DLA096-0166  Transcription

‘Union Discount Meeting’, Manchester Guardian, 23 January 1925

Union Discount Meeting.

Mr. Lawrence Currie, who presided at the annual general meeting of the shareholders of the Union Discount Company, made reference, like his colleagues who spoke yesterday, to the return to gold. Mr. Currie, in fact, took it almost as a foregone conclusion that we should revert to an effective gold standard at the end of his year, a consummation which would, he thought, be received with general satisfaction, provided that it could be obtained “without a serious dislocation to our finance and trade.” Mr. Norman’s recent visit to America he interpreted as evidence that the Bank of England is fully alive to the need in present conditions of protecting its reserve by methods other than the time-honoured one of raising the Bank rate.

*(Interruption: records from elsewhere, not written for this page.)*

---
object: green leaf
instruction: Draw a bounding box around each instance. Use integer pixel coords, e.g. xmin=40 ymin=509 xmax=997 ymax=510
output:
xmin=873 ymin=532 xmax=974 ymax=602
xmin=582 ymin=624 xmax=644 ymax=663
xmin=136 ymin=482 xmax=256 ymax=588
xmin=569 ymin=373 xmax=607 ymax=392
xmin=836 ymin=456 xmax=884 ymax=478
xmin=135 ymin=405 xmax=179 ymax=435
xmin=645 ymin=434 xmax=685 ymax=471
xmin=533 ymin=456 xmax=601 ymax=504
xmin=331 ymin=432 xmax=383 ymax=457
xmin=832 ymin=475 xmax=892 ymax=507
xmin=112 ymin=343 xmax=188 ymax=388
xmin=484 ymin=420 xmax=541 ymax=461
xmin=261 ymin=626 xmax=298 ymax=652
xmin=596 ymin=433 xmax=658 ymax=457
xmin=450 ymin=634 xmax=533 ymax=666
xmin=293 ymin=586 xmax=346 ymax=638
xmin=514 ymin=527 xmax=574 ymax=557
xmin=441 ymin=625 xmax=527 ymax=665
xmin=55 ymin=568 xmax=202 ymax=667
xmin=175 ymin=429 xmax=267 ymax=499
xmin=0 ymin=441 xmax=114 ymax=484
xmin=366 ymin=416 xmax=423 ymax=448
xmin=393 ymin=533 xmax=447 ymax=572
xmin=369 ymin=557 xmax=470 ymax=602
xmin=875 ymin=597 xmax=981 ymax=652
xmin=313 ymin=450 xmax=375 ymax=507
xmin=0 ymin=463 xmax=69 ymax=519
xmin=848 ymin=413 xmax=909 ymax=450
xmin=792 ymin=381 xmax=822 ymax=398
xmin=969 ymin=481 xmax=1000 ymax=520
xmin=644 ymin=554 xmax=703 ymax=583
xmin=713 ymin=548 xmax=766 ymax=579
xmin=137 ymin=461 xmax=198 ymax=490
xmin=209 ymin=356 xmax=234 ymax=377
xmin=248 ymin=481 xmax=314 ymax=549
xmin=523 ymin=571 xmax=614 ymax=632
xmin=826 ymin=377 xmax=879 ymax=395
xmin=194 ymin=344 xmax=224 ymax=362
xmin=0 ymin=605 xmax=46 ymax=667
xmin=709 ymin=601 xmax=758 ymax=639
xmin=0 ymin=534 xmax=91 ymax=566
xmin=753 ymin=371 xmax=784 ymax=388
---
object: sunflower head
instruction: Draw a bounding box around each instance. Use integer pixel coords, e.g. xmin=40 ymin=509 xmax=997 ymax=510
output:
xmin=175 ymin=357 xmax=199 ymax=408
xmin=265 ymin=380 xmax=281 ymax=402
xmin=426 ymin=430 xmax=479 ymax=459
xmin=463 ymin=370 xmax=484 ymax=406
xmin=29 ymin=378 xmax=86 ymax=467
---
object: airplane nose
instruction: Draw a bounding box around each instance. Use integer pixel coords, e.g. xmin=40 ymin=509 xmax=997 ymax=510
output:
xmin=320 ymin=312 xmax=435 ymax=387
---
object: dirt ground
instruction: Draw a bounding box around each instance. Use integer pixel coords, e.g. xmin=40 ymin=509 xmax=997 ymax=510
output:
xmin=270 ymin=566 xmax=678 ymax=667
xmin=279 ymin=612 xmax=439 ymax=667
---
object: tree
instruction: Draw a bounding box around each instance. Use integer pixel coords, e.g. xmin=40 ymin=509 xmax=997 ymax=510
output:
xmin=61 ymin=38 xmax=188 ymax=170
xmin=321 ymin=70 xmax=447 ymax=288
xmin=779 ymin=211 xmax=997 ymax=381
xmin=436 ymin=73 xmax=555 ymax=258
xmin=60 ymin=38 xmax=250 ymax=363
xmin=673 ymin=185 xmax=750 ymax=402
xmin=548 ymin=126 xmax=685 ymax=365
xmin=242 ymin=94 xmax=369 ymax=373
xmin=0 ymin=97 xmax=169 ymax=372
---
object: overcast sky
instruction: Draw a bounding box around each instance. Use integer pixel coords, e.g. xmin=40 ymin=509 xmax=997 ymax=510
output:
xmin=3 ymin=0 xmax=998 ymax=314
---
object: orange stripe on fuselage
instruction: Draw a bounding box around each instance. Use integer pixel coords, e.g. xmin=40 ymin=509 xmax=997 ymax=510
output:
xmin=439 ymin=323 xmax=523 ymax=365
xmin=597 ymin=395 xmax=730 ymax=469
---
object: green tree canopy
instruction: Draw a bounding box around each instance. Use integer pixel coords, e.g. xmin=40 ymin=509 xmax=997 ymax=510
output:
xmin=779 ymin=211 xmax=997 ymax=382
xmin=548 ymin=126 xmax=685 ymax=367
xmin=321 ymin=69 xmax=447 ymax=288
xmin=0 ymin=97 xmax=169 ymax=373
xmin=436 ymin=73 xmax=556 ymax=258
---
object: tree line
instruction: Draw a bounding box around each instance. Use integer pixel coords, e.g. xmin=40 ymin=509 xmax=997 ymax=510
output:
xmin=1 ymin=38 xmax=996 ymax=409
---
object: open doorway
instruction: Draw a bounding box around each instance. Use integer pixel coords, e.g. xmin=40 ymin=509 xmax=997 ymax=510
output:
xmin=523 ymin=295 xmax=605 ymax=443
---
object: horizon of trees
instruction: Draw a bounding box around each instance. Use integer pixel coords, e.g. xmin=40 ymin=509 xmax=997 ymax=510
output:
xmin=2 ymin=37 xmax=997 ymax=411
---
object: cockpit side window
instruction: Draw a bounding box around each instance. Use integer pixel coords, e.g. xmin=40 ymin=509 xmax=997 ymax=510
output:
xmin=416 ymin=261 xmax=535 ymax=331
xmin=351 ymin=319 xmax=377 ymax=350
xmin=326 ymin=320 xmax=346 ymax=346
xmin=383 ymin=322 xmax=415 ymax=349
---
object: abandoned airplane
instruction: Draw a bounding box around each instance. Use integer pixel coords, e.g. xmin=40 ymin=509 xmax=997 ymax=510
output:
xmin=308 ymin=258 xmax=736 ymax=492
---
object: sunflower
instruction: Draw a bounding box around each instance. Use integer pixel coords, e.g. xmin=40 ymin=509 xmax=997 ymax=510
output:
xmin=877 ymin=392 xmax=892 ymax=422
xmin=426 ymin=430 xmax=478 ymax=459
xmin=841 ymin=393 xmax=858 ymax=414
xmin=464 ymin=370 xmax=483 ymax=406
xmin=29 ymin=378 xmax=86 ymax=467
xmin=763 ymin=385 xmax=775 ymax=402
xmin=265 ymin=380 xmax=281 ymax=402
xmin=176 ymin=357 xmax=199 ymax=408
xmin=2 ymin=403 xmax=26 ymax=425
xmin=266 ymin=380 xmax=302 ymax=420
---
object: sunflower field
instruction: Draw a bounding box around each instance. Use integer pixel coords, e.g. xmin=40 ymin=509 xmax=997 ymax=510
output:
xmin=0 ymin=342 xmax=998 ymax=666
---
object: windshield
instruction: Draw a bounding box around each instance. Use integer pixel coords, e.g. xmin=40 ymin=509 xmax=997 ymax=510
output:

Mr. Currie devoted part of his speech to the domestic affairs of the Company, referring to the recent increase in capital and the strengthening of the reserve fund, and he added a word of graceful tribute to the services of Mr. William Brand, the senior-director of the Union Discount Company, who will during the course of the year complete his fortieth year as a member of the Board. He said that as “a permanent record of one who was mainly instrumental in founding the Company” his co-directors had invited Mr. Brand to sit for his portrait [2898], and that a replica of the original painted by Mr. De Laszlo would be hung in the boardroom, side by side with the portrait of Mr. Nugent, who with Mr. Brand was largely responsible for the building up of the Company “on such solid and enduring foundations.”